Selain itu, Pertamina membangun fasilitas Bale Melajang sebagai pusat edukasi pertanian, mendorong penggunaan pupuk organik, serta memberikan pelatihan pengelolaan irigasi berbasis sistem Subak.
Program ini telah memberikan manfaat kepada sekitar 408 penerima manfaat, termasuk 24 petani perempuan. Dampak ekonomi yang dihasilkan antara lain penghematan biaya listrik hingga Rp44 juta per tahun serta peningkatan produktivitas padi dari 5,5 ton menjadi 7,5 ton per hektare.
Sementara itu, lahan seluas 5 hektare dikembangkan menjadi area budidaya padi organik varietas Mentik Susu dengan omzet mencapai Rp476 juta per tahun. Program ini juga mengembangkan kawasan ekowisata dan eduwisata melalui pembangunan ruang terbuka hijau, jogging track, kafe rest area, dan camping ground yang mampu menarik sekitar 72 ribu wisatawan lokal maupun mancanegara setiap tahunnya.
Komisaris Pertamina Nanik S. Deyang mengatakan program TJSL Uma Palak Lestari menjadi contoh pemberdayaan masyarakat yang berhasil mengintegrasikan sektor pertanian, energi mandiri, dan wisata berbasis masyarakat.

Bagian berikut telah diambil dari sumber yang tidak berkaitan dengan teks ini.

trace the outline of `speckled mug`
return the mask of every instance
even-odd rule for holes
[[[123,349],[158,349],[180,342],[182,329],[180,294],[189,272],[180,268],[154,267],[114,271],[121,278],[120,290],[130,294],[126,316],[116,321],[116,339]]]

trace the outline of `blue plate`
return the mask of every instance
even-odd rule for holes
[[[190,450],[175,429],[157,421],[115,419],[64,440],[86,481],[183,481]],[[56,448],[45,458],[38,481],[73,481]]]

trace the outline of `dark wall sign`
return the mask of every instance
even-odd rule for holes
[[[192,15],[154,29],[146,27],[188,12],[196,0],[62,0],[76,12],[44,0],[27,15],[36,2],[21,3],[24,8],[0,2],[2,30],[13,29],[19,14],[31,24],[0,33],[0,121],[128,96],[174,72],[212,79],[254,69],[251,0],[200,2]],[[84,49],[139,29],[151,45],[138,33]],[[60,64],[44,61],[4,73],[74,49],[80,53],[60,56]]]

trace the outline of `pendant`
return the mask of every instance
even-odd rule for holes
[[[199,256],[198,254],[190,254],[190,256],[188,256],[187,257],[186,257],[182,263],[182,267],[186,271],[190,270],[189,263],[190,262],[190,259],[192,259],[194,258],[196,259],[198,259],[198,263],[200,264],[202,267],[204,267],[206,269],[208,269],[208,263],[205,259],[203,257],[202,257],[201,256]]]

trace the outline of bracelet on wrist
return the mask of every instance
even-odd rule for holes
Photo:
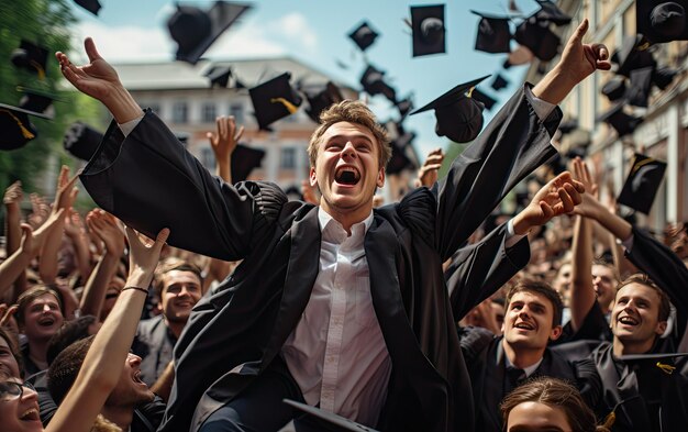
[[[125,291],[127,289],[134,289],[136,291],[145,292],[146,296],[148,295],[148,290],[145,289],[145,288],[141,288],[141,287],[124,287],[124,288],[122,288],[122,291]]]

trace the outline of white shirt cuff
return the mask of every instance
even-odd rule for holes
[[[132,131],[134,130],[134,128],[136,128],[138,125],[138,123],[141,122],[141,120],[143,120],[143,114],[134,120],[130,120],[126,123],[118,123],[118,126],[120,128],[120,130],[122,131],[122,133],[124,134],[124,136],[129,136],[130,133],[132,133]]]

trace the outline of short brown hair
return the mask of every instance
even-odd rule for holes
[[[562,314],[564,313],[564,302],[562,301],[562,296],[552,288],[552,286],[547,283],[535,280],[535,279],[521,279],[509,289],[507,292],[507,310],[509,309],[509,304],[511,304],[511,299],[518,292],[533,292],[541,295],[542,297],[550,300],[553,309],[552,317],[552,326],[562,325]]]
[[[201,275],[201,268],[199,266],[179,258],[167,258],[158,264],[153,278],[153,292],[157,296],[157,299],[163,298],[163,287],[165,285],[164,276],[174,270],[191,272],[198,276],[201,286],[203,285],[203,276]]]
[[[377,147],[379,149],[378,155],[380,157],[380,168],[387,166],[387,163],[391,158],[391,145],[387,131],[379,125],[375,119],[375,114],[370,111],[365,103],[357,100],[343,100],[340,103],[335,103],[320,113],[320,126],[311,135],[311,141],[308,143],[308,157],[311,166],[315,166],[315,159],[318,159],[318,144],[324,133],[335,123],[348,122],[359,124],[368,129],[375,140],[377,141]]]
[[[46,293],[49,293],[51,296],[54,296],[55,299],[57,299],[57,304],[59,304],[59,311],[64,314],[62,298],[59,297],[57,291],[45,285],[40,285],[22,292],[21,296],[19,296],[19,298],[16,299],[16,313],[14,313],[14,317],[16,318],[16,322],[20,325],[24,325],[26,307],[38,297],[43,297]]]
[[[650,276],[643,273],[636,273],[635,275],[629,276],[617,286],[617,293],[619,293],[619,290],[621,288],[631,284],[644,285],[647,288],[652,288],[655,292],[657,292],[657,296],[659,296],[659,313],[657,318],[659,319],[659,321],[666,321],[669,319],[669,313],[672,312],[672,302],[669,300],[669,296],[667,296],[666,292],[664,292],[664,290],[650,278]],[[615,301],[617,296],[614,295],[614,302]]]
[[[500,407],[504,431],[511,410],[524,402],[561,408],[574,432],[608,431],[607,428],[597,425],[595,413],[582,400],[576,387],[552,377],[534,378],[507,395]]]

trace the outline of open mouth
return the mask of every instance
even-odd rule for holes
[[[340,185],[354,186],[360,179],[360,174],[358,170],[351,166],[343,166],[337,168],[334,180]]]
[[[41,417],[38,416],[38,410],[35,408],[31,408],[19,418],[21,421],[41,421]]]

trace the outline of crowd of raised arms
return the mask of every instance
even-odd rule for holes
[[[321,113],[293,201],[232,181],[233,118],[209,173],[92,40],[87,65],[56,53],[119,129],[53,202],[4,191],[0,430],[685,430],[686,225],[619,217],[580,158],[532,176],[557,104],[610,68],[587,27],[397,202],[376,196],[389,140],[363,102]],[[529,202],[489,217],[526,177]],[[79,179],[99,208],[74,209]]]

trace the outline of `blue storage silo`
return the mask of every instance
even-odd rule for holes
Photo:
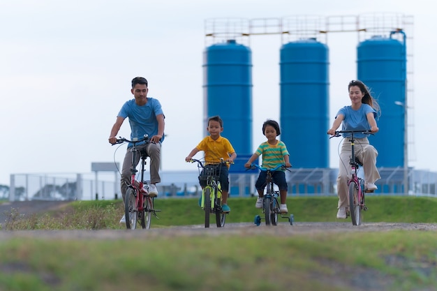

“Di tahun 2023 para petani ini gagal panen, namun setelah dibantu Pertamina panen dan penghasilan mereka bisa naik hingga dua kali lipat,” ujar Nanik.
Ia berharap program serupa dapat diterapkan di berbagai wilayah operasi Pertamina lainnya.
“Semoga hal ini bisa diterapkan juga di berbagai area Pertamina lainnya, karena menjangkau petani, pengusaha kecil, pelaku usaha wisata dan lainnya,” katanya.
Senada, Komisaris Independen Pertamina Condro Kirono menegaskan program TJSL harus mampu menciptakan manfaat berkelanjutan bagi masyarakat di sekitar wilayah operasi perusahaan.
“Pertamina berupaya memberdayakan dan mensejahterakan masyarakat, sehingga diharapkan upaya ini membuat mereka bisa semakin merasakan manfaat hadirnya perusahaan,” ujarnya.
Ketua Kelompok Usaha Bersama (KUB) Uma Palak Lestari, I Wayan Sukadana, turut mengapresiasi dukungan Pertamina yang dinilai mampu meningkatkan hasil pertanian sekaligus kesejahteraan masyarakat sejak program berjalan pada 2021.
“Melalui berbagai pembinaan dan fasilitas yang diberikan, ternyata mampu semakin meningkatkan hasil pertanian dan juga meningkatkan kesejahteraan ekonomi para anggota kelompok tani juga masyarakat,” tutupnya.